Но вот тряская эта, пыльная дорога в Кислицы показала, что из того раннего что-то осталось — какие-то звуки, касания, названия деревень… Легкие прерывистые следы вели куда-то в самую рань, в пяти-четырехлетнюю рассветность. Где-то там пребывали — я это чувствовал — рассказы моего отца, наши с ним хождения к смолокурам, лесные ночевки… Если бы я знал, как устроена память, чтобы извлечь, вытащить из ее сундуков погребенное имущество! Там за семью печатями наверняка хранилось и как отец учил меня азбуке, и то, что он мне говорил, нашептывал, когда мы лежали с ним на печи под щекотной овчиной. Существует какой-то пустяк — звук, картинка, слово, — который может стронуть с места, подтолкнуть — и память очнется. Сезам откроется.
Машина везла меня в страну моего детства, где все так и может произойти и одна за другой станут проступать забытые подробности…
Когда-то я пытался изучать проблемы памяти, убежденный, что с памятью связан секрет становления человеческой личности, что человеческое «я» не может существовать без памяти.
Теории памяти оказались слишком противоречивы. Механизм памяти и до сих пор малопонятен, плохо изучен.
Из кирпичиков памяти складывается индивидуальность. Обращение к памяти, к своему прошлому — это восстановление своего «я», проявление его. И чем дальше уходишь во мглу прошлого, туда, к детству, тем лучше ощущаешь себя. В этом смысле удивительный опыт над собою проделал Михаил Михайлович Зощенко в своих повестях «Перед восходом солнца» и «Повесть о разуме». Он работой воли, ума вызвал из своей детской памяти картины своего самого раннего детства, восстановил, извлек то, что обычно так и остается скрытым за горизонтом воспоминаний. Это была чрезвычайно поучительная работа. Осознавая свою собственную историю, человек понимает себя, свой характер, свою душу и других, значит, тоже понимает лучше.

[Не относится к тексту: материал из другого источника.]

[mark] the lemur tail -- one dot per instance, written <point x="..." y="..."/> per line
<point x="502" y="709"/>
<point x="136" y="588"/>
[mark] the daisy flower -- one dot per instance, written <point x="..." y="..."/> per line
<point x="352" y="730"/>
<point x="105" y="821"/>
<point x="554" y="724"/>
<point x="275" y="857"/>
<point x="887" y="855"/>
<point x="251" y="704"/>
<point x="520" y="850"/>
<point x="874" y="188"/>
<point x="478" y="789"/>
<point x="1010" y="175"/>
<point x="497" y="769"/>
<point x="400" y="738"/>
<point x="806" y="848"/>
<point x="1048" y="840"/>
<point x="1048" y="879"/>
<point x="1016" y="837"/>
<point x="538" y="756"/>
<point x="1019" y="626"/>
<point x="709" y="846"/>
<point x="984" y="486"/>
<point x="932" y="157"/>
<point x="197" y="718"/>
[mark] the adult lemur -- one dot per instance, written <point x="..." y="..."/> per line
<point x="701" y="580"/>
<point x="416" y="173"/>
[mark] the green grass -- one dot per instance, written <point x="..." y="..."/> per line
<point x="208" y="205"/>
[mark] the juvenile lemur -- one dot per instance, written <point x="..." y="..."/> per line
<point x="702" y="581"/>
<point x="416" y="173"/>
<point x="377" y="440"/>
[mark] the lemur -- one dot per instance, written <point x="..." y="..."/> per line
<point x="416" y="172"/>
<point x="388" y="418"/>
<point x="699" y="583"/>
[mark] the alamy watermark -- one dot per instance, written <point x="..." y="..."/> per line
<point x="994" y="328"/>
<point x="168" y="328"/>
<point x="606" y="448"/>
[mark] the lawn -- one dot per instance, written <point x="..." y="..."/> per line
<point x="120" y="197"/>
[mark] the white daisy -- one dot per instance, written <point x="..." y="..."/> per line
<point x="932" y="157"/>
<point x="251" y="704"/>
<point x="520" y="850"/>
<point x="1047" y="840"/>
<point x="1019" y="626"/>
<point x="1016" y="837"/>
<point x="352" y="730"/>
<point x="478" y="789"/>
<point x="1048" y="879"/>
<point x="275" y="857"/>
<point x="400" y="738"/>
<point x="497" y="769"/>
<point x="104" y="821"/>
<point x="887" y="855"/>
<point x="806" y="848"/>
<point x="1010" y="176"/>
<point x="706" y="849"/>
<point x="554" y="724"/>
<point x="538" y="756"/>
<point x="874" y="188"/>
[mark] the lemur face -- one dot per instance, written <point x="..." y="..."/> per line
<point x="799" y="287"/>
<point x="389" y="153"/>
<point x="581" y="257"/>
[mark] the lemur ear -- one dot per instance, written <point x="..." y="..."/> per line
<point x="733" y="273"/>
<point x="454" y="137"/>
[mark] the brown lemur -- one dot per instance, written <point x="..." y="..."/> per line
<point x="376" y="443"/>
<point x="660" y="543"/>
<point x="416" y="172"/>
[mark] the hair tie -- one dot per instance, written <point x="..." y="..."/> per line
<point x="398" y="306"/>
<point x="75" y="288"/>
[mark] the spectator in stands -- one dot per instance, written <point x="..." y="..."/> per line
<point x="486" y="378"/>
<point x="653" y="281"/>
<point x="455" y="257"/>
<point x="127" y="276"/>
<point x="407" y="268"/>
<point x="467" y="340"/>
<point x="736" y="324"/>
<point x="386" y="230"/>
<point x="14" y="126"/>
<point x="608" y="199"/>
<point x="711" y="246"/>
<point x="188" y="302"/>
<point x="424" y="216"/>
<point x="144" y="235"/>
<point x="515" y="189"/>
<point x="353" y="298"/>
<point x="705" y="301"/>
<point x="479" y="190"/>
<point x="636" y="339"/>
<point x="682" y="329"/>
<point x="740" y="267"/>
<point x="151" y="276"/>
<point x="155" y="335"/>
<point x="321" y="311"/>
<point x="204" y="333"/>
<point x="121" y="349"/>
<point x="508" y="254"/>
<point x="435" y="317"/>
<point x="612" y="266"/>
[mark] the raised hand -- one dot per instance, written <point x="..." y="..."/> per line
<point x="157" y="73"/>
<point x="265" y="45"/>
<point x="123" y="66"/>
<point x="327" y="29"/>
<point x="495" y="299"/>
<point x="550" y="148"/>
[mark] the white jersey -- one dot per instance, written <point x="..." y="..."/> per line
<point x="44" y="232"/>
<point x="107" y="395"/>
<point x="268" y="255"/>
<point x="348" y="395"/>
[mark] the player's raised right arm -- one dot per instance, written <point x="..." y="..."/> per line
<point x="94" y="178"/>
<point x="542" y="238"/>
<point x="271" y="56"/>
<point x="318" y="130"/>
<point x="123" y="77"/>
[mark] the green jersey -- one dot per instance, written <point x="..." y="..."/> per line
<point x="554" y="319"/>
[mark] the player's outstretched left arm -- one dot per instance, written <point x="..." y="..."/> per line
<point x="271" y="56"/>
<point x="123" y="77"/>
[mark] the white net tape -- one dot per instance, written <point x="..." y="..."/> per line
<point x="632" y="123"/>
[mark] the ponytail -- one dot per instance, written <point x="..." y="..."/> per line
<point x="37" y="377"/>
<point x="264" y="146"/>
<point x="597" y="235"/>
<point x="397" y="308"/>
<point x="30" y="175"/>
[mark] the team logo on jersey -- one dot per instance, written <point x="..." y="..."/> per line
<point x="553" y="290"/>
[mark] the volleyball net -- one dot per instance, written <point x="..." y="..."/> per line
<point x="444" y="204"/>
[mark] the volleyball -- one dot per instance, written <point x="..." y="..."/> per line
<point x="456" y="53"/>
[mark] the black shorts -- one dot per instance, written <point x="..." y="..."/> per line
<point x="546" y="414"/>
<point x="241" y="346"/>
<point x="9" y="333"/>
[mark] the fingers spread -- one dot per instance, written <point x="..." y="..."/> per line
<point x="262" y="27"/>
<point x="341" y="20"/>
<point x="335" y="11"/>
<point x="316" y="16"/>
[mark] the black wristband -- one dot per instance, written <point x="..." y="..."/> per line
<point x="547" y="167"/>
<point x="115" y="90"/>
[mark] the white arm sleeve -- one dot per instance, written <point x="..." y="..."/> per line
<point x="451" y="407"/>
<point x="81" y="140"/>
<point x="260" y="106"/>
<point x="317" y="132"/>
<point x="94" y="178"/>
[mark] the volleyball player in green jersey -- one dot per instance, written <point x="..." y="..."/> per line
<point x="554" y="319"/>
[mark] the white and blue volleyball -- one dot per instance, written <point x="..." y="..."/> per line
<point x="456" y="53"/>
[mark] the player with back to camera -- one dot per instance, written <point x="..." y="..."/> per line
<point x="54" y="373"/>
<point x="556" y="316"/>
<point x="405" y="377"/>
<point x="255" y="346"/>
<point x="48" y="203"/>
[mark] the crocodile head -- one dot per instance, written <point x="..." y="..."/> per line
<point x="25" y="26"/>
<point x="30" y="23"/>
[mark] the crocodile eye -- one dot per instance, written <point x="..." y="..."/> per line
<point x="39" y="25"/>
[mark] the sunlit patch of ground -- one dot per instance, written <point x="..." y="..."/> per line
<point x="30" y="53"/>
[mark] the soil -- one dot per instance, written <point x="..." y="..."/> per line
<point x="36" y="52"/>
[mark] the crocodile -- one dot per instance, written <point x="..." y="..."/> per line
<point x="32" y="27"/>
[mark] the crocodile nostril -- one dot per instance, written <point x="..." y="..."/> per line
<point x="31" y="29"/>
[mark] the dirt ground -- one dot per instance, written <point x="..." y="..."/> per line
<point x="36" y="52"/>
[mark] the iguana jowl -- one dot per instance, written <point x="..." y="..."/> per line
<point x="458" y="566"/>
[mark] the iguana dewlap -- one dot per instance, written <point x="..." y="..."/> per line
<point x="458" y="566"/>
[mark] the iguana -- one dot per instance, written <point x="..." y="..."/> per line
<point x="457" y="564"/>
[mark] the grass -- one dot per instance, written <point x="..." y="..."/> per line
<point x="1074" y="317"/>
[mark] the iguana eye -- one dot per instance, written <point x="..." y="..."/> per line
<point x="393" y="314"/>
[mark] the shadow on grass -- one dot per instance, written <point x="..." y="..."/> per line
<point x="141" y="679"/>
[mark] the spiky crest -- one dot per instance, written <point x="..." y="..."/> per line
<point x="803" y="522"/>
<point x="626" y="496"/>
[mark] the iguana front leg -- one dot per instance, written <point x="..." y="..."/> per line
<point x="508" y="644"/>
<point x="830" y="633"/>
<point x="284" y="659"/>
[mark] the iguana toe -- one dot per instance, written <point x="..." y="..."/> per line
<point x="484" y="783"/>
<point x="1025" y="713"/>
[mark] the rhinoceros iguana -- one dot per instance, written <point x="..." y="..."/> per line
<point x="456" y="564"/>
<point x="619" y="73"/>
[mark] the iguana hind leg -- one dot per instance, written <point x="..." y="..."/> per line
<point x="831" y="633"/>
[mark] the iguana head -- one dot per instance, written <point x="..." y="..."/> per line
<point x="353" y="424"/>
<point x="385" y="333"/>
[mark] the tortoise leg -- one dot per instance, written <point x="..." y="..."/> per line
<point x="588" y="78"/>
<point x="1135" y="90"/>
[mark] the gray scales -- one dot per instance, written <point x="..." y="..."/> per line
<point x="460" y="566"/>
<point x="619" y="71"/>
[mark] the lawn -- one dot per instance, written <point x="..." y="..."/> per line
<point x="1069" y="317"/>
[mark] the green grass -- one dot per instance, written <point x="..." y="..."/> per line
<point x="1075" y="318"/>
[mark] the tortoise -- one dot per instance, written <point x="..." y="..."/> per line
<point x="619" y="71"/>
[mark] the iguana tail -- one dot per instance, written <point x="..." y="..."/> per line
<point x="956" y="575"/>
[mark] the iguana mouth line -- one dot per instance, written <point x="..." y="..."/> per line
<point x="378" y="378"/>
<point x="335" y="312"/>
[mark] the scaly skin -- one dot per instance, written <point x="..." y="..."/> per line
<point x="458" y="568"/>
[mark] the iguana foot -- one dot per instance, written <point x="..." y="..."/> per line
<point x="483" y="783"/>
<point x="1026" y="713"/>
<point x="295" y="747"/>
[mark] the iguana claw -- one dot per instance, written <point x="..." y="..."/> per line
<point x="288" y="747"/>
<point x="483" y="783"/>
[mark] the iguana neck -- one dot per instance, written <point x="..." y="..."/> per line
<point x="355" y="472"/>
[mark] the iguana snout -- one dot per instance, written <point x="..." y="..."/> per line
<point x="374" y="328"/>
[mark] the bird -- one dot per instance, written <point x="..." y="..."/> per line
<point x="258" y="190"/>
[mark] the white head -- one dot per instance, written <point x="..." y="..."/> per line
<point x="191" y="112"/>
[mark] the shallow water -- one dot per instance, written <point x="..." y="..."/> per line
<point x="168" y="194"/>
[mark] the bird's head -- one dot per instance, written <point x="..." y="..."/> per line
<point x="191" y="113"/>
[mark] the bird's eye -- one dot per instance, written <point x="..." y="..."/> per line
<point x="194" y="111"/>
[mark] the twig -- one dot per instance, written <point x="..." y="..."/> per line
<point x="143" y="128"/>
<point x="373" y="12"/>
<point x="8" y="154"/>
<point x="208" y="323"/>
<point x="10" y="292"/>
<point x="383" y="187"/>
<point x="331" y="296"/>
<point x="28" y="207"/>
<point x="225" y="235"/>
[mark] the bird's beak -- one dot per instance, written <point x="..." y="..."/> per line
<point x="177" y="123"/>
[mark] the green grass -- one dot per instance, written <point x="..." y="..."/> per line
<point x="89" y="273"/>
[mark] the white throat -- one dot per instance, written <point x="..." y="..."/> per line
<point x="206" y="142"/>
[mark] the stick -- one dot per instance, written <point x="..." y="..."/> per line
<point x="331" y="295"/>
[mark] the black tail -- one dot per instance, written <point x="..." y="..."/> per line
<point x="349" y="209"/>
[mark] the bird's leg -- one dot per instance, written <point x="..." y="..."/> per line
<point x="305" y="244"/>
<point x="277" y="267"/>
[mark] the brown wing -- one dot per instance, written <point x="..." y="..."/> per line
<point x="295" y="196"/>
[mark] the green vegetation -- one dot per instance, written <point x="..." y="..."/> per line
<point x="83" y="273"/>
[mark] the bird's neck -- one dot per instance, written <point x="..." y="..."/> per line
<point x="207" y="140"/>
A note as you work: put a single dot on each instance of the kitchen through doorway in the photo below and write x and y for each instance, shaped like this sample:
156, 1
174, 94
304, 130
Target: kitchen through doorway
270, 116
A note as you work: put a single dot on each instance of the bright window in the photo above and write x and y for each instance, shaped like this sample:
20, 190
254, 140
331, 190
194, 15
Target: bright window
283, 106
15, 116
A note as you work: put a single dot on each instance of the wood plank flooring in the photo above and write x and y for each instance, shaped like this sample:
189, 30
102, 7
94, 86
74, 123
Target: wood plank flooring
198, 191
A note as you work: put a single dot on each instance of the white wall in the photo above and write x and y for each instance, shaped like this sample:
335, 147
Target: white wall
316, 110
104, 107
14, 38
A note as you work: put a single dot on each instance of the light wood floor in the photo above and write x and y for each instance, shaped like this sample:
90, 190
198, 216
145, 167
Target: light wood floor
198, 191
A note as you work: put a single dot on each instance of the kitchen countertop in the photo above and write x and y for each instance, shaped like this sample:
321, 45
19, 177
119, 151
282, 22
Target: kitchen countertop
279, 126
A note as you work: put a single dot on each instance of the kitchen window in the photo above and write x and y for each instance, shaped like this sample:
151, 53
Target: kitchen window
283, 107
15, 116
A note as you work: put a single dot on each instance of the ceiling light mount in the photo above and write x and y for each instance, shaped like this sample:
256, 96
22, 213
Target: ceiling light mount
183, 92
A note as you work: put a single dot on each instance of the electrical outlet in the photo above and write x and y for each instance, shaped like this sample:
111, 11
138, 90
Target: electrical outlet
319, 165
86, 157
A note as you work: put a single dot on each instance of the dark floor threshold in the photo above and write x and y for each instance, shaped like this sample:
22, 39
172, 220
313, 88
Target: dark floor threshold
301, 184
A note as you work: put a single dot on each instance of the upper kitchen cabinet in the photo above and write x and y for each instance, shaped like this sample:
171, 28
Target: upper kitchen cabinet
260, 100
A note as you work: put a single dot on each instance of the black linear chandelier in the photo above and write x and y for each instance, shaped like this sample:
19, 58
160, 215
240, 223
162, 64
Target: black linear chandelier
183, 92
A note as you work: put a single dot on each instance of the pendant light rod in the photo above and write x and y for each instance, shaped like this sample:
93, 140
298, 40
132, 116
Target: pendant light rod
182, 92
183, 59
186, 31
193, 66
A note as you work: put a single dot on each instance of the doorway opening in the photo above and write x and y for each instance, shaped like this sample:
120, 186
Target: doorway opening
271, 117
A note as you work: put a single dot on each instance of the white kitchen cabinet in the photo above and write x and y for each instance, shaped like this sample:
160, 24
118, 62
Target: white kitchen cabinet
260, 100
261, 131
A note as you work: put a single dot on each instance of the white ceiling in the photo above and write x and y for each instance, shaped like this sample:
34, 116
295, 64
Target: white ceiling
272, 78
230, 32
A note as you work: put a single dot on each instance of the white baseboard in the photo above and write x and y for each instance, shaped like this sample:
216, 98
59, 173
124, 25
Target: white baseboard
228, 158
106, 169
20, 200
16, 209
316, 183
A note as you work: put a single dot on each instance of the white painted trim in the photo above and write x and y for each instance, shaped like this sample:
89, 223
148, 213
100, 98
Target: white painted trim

Вот и сейчас на подъезде к околице припомнилось, что тут стояли ворота… Как-то они назывались, было какое-то здешнее словцо, я спросил у Андриана, но и он забыл. Поскотин перед деревней давно уж не было, ворот тоже. А я вспомнил нудную свою мальчишечью обязанность соскакивать с телеги, бежать открывать те жердяные ворота на лыковых петлях, затем закладывать их деревянной щеколдой или подтыкать колом, догонять телегу, вскакивать и то же самое повторять при выезде. Так всю дорогу, через все большие и малые деревни, опоясанные жердяной городьбой. Раньше, когда я был поменьше, открывали мальчишки, привлеченные колокольцем, и отец кидал им медяк.
Куда мы ехали? На лесосеку, к сплавщикам, к лычникам… Я то и дело вспоминаю себя на телеге, на санях, реже на рессорной бричке, на возу…
Андриан так и не вспомнил названия тех ворот.
— Наименования исчезают вместе с вещами, — рассуждал он. — Сколько их кануло из нашей жизни! Гуменка, загрядка, буржуйка. Что такое ренсковый погреб? А ведь у нас на улице, говорят, их было два!
Мы ехали и ворошили осевшие на дно памяти умершие слова. При виде желтеющего льняного поля я вспомнил — «околоколится», так говорили про лен. Высушенный, он бренчит семенами в коричневой головке — колоколится.
— Белая смола, — произнес Андриан, а что это такое, белая смола, не пояснил.
Дорога была не в сто двадцать километров, а в целую жизнь. Меня отделяло от Кислиц несколько десятков лет, а ехал я сюда уже лет двенадцать. Не уследил, с чего началось, но стали сниться мне эти места. Настойчиво, тревожно. Потянуло. Несколько раз собирался. Отпугивало расстояние, оттягивали дела. Андриан тоже высмеивал.
— Поездка в родные места, — говорил он. — Неужели нет у тебя темы посвежее? Пусть об этом пишут литературные молодцы, которым больше нечего сказать. Они лелеют тоску по деревне, поскольку выбили себе шикарные городские квартиры и теперь вынуждены ездить на лифте и мыться в ванне. Бедняги, они приезжают в родимые места повздыхать! — Нарушая свою философскую невозмутимость, он материл этих литературных шулеров, этих лицедеев. — Ходят в сауну, но воспевают баню по-черному, с кваском, воспевают старух — носительниц трудолюбия и нравственности, а сами небось на уборочную не едут. И ты к ним пристраиваешься?